Выросла, будто из-под земли, Лайма, откинула загорелой рукой пепельные волосы с лица.

— Джечка, ты чего же нас бросаешь? И не стыдно тебе, не стыдно? — Она целует его.

Джек, повизгивая от любви и горя, лижет ей щеки, губы, нос.

— Смотри, глисты будут! — вмешивается неизвестно откуда взявшийся Вовка Ковбой.

Он сидит на пустой бочке с таким видом, будто все время здесь был.

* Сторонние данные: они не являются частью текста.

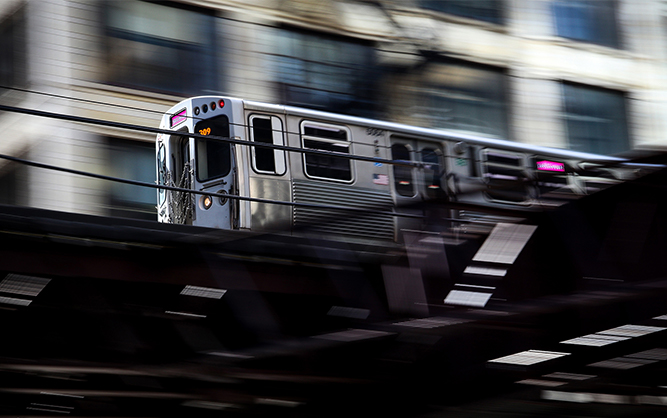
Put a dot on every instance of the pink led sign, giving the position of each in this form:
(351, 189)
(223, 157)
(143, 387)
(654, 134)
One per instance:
(179, 117)
(550, 166)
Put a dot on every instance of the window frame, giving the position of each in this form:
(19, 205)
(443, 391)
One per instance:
(348, 143)
(280, 163)
(598, 25)
(204, 142)
(396, 169)
(568, 117)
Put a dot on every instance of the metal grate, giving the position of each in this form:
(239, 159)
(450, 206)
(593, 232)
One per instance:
(372, 225)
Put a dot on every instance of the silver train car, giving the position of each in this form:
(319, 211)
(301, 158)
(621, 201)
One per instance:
(264, 167)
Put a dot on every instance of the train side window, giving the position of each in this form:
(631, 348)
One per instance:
(267, 130)
(402, 174)
(323, 137)
(161, 173)
(432, 171)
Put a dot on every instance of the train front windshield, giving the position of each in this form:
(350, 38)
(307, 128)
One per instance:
(213, 155)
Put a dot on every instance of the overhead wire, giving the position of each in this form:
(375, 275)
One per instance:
(102, 122)
(120, 106)
(122, 125)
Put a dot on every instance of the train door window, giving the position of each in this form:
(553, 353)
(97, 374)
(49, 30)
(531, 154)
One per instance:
(180, 158)
(505, 175)
(267, 130)
(213, 155)
(432, 159)
(402, 174)
(161, 173)
(323, 137)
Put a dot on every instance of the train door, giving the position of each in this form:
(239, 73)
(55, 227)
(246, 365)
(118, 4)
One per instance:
(412, 184)
(215, 172)
(174, 169)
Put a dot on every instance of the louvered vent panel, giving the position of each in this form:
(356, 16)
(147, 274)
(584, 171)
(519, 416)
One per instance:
(504, 173)
(364, 225)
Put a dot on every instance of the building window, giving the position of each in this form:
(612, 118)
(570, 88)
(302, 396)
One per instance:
(484, 10)
(12, 50)
(325, 73)
(592, 21)
(464, 97)
(131, 160)
(596, 119)
(156, 47)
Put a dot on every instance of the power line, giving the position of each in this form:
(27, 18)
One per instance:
(196, 192)
(121, 125)
(98, 102)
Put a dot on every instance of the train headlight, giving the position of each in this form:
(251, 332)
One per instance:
(206, 202)
(223, 200)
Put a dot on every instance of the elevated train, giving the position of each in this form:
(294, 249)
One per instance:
(314, 163)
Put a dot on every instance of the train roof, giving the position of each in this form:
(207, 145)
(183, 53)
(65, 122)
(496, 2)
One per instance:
(452, 135)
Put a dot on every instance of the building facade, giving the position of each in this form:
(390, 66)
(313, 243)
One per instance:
(588, 75)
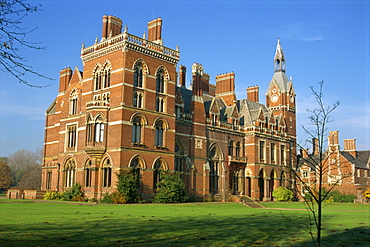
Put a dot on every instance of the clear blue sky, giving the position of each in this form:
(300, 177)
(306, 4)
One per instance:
(322, 40)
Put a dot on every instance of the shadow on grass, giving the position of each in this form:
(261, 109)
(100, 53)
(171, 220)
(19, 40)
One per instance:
(257, 227)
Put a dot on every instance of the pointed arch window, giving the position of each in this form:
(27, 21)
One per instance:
(136, 164)
(136, 130)
(158, 168)
(159, 133)
(73, 103)
(107, 173)
(214, 163)
(138, 75)
(99, 130)
(159, 106)
(138, 100)
(160, 81)
(69, 173)
(88, 173)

— Не уехал еще? — слышится голос Ивана. — Ну, бывай!.. — Он крепко встряхивает мне руку. — Ты, в общем… привыкнешь, понимаешь?! Хорошие ребята везде есть. А нас не забывай…

Тут я понял, что и все остальные, хотя и заговаривали с Джеком, на самом деле прощались со мной. Лишь Иван сделал это в открытую.

— Эй, путешественник! — крикнул Ковбой со своей бочки. — Мы завтра в парк культуры идем, присоединяйся!

Вот что значит атаман! Может, они правда собирались в парк, но, скорее всего, Вовка нарочно придумал этот поход. Его слова разом вернули мне утраченное мужество. Ничего не кончилось, не оборвалось, завтра я опять буду с ними, жизнь продолжается.

— Спасибо, Ковбой, — говорю я. — Где и когда мне быть?

— У центрального входа, в одиннадцать.

Джек вдруг так рванулся из моих рук, что я его едва удержал. Дверца кабины распахнулась, и шофер рывком взлетел на сиденье. Джек загодя почувствовал его запах и сделал последнюю отчаянную попытку к бегству.

Грузовик вздрогнул, хрустнули вещи в кузове, и мы тронулись. Джек завыл…

На другой день точно в назначенное время я подходил к центральному входу в парк. Я увидел их издали, с Крымского моста, хотя вокруг роилась толпа и найти их было совсем не просто. В этот по-июльски жаркий и паркий майский день все надели летнее: мужчины — белые рубашки, женщины — светлые кофточки. Наши ничем не выделялись, но мазок, обозначавший их на картине праздничной сутолоки, ударил мне в глаза лишь мной одним ощутимой яркостью.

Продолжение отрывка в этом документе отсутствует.